Her name is Faith and she was shortly to go home for the first time. I love the way she is clutching her quilt, as if to say, 'This is mine now, and you're not taking it back!'

I had decided that since I have recently delivered lots of Linus quilts (40 in August) I wouldn't start any more myself, just wait for them to roll in (believe me, they do! So many good-hearted quilters live in the centre of England!) . However, surfing and enjoying others' blogs is dangerous to your quilting time, and I discovered a wonderful pattern called Happy Houses, which is not only gorgeous and suitable for boys or girls, but also very simple to make. You can view it at Hearts for Linus where there are also the instructions. I'm off to make a couple or twenty now! LOL

Sunday, 2 September 2007

Mile a minute

Hooray! My mile a minute top is completed! I decided to make mine 10x10 blocks, and put a narrow black border round it to make the colours sing. I'm really pleased with it, and have already started some more blocks - couldn't resist it! I'm going to give it to DS for a sofa quilt - he lives in rented accommodation and the settee has seen better days. It will be ideal for that purpose. Typically DD has also requested one, but since she currently lives at home, and the settee is still in good condition (lol) she can wait.

I also experimented a bit with variations. There's a strped frame for added pizzazz, a plain yellow frame to unify and a motif in the centre to identify the receiving group.

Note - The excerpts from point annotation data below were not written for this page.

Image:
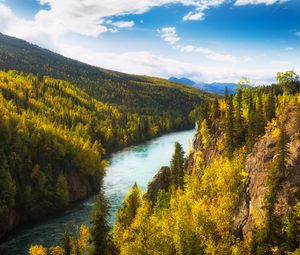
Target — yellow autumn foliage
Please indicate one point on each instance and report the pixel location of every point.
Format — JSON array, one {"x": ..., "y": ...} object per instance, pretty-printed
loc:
[{"x": 37, "y": 250}]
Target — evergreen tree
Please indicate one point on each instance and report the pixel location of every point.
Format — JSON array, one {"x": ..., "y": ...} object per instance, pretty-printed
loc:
[
  {"x": 215, "y": 110},
  {"x": 239, "y": 122},
  {"x": 177, "y": 171},
  {"x": 270, "y": 105},
  {"x": 282, "y": 151},
  {"x": 61, "y": 193},
  {"x": 67, "y": 242},
  {"x": 229, "y": 135},
  {"x": 251, "y": 130},
  {"x": 132, "y": 202},
  {"x": 7, "y": 190},
  {"x": 100, "y": 229},
  {"x": 259, "y": 119},
  {"x": 205, "y": 133},
  {"x": 226, "y": 94}
]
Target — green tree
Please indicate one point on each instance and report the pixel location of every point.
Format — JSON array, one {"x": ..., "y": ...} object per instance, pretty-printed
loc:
[
  {"x": 177, "y": 170},
  {"x": 288, "y": 80},
  {"x": 251, "y": 130},
  {"x": 239, "y": 121},
  {"x": 229, "y": 132},
  {"x": 132, "y": 202},
  {"x": 7, "y": 190},
  {"x": 61, "y": 193},
  {"x": 100, "y": 228},
  {"x": 67, "y": 242},
  {"x": 259, "y": 118},
  {"x": 270, "y": 105},
  {"x": 205, "y": 133},
  {"x": 215, "y": 110}
]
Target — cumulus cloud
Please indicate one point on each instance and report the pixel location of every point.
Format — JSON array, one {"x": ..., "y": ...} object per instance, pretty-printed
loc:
[
  {"x": 123, "y": 24},
  {"x": 213, "y": 55},
  {"x": 279, "y": 62},
  {"x": 289, "y": 48},
  {"x": 194, "y": 16},
  {"x": 169, "y": 34},
  {"x": 266, "y": 2},
  {"x": 147, "y": 63}
]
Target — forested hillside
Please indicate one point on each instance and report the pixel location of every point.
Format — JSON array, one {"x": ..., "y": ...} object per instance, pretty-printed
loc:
[
  {"x": 59, "y": 117},
  {"x": 139, "y": 94},
  {"x": 237, "y": 192},
  {"x": 53, "y": 138}
]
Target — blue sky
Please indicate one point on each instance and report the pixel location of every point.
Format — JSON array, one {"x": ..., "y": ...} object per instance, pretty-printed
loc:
[{"x": 205, "y": 40}]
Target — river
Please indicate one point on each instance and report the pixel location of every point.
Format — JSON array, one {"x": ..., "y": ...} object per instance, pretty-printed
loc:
[{"x": 134, "y": 164}]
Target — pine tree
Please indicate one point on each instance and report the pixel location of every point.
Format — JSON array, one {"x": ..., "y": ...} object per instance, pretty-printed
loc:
[
  {"x": 239, "y": 121},
  {"x": 251, "y": 130},
  {"x": 7, "y": 190},
  {"x": 67, "y": 242},
  {"x": 205, "y": 133},
  {"x": 229, "y": 135},
  {"x": 132, "y": 202},
  {"x": 282, "y": 151},
  {"x": 100, "y": 229},
  {"x": 215, "y": 110},
  {"x": 177, "y": 171},
  {"x": 61, "y": 193},
  {"x": 226, "y": 94},
  {"x": 270, "y": 105},
  {"x": 259, "y": 118}
]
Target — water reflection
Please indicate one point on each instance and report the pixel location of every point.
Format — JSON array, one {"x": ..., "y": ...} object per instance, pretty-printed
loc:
[{"x": 135, "y": 164}]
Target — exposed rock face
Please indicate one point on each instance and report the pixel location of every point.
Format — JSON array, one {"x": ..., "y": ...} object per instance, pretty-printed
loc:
[
  {"x": 161, "y": 181},
  {"x": 250, "y": 210},
  {"x": 213, "y": 149}
]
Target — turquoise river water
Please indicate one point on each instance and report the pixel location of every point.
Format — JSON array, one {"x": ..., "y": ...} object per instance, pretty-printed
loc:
[{"x": 134, "y": 164}]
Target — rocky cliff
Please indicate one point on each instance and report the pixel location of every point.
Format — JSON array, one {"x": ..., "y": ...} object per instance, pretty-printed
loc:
[{"x": 250, "y": 208}]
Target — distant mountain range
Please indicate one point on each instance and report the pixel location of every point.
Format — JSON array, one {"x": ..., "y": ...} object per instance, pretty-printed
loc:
[{"x": 215, "y": 87}]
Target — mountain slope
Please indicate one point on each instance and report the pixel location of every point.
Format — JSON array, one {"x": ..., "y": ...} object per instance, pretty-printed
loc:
[
  {"x": 132, "y": 93},
  {"x": 215, "y": 87},
  {"x": 183, "y": 80},
  {"x": 241, "y": 183}
]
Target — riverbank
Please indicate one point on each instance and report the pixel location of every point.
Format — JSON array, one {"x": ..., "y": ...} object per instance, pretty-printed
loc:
[{"x": 137, "y": 163}]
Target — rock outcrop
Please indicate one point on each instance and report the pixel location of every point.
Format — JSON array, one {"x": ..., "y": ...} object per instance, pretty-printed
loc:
[
  {"x": 250, "y": 207},
  {"x": 161, "y": 181}
]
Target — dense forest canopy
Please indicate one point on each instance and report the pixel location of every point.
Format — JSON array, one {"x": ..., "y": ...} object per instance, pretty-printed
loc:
[
  {"x": 139, "y": 94},
  {"x": 58, "y": 119},
  {"x": 193, "y": 212},
  {"x": 54, "y": 137}
]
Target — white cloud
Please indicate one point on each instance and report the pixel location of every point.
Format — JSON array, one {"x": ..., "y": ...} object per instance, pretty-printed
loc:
[
  {"x": 169, "y": 34},
  {"x": 213, "y": 55},
  {"x": 123, "y": 24},
  {"x": 266, "y": 2},
  {"x": 146, "y": 63},
  {"x": 194, "y": 16},
  {"x": 289, "y": 49},
  {"x": 280, "y": 62}
]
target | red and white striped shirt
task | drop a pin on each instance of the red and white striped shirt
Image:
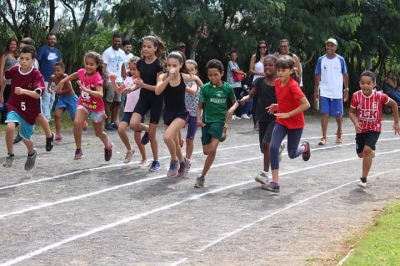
(369, 109)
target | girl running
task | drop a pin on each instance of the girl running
(289, 118)
(173, 86)
(90, 103)
(149, 68)
(131, 100)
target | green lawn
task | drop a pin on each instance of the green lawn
(381, 244)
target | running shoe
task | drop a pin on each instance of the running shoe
(281, 148)
(50, 142)
(339, 136)
(128, 156)
(262, 177)
(144, 164)
(307, 153)
(182, 169)
(9, 160)
(173, 169)
(108, 152)
(145, 138)
(30, 160)
(199, 181)
(155, 166)
(17, 139)
(322, 141)
(58, 138)
(84, 126)
(272, 187)
(78, 154)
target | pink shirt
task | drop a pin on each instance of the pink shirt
(369, 110)
(89, 102)
(132, 98)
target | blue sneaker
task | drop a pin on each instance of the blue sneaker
(155, 166)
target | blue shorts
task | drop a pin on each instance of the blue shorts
(26, 131)
(127, 118)
(333, 107)
(69, 103)
(95, 117)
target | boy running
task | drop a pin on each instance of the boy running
(366, 115)
(213, 102)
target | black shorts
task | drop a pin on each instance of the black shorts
(155, 107)
(369, 138)
(170, 115)
(265, 132)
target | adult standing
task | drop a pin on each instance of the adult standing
(114, 58)
(7, 60)
(330, 76)
(233, 68)
(284, 48)
(256, 68)
(47, 56)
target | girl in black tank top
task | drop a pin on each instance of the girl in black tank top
(173, 86)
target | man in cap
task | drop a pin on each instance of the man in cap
(330, 76)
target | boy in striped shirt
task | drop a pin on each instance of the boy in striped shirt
(366, 115)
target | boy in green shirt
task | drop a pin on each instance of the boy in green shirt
(212, 114)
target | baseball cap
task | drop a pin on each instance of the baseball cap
(332, 41)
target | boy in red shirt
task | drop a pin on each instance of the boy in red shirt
(366, 115)
(27, 84)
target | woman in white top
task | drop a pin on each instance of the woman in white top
(257, 69)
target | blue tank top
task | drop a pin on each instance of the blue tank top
(174, 97)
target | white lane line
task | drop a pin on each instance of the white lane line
(285, 209)
(144, 214)
(98, 192)
(123, 164)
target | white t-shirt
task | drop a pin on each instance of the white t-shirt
(132, 98)
(114, 59)
(331, 71)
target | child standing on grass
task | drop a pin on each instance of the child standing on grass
(149, 69)
(366, 115)
(191, 101)
(264, 88)
(90, 102)
(289, 118)
(27, 85)
(67, 99)
(131, 100)
(212, 113)
(173, 87)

If you're interested in the mile a minute, then check out Fiona's beautiful top (she obviously has some very pretty fabrics in her scrap bag), Patti's amazing blocks (she's responsible for starting the whole thing off - look back to July 7th for a tutorial) and Andrea's fantastic 'quilt as you go' mile a minute quilt (yes, she's actually got a finished quilt, and a gorgeous one too!), but beware: they are very addictive!